Why don't we use the proper terminology for linear and affine?

Question

Why do we call y = mx + b linear (in high school)? Why don't we call it affine?

and linear what is actually linear

$$f(x+y)=f(x)+f(y)$$ $$f(ax)=af(x)$$

Answer 1

As written in den comments, you have to consider the context. There are also other definitions which are not consistent in mathematics. An other example is the set of natural numbers. Some authors say that $0$ is a natural number but other say that the natural numbers start with $1$.

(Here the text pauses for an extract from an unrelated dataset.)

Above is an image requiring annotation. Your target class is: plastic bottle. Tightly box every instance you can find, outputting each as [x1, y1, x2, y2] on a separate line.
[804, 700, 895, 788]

In high school you call $f:\mathbb R\to\mathbb R$, $f(x)=mx+b$ a linear function and sometime we still use it in analysis for example like this:

Define $f:\mathbb R\to\mathbb R$ continuously by $$ f(x)=\begin{cases}0 & x\leq n\\1 & x\geq n+1\\linear & x\in[n,n+1] \end{cases}. $$ Here obviously $f$ is not linear in sense of linear algebra on $[n,n+1]$, but everyone knows how to understand it.

On the other hand, if you consider vector spaces $V$ and $W$ and a linear function $F:V\to W$ then it is obvious, that $F$ has to be linear in sense of linear algebra. So from the context there is no misunderstanding.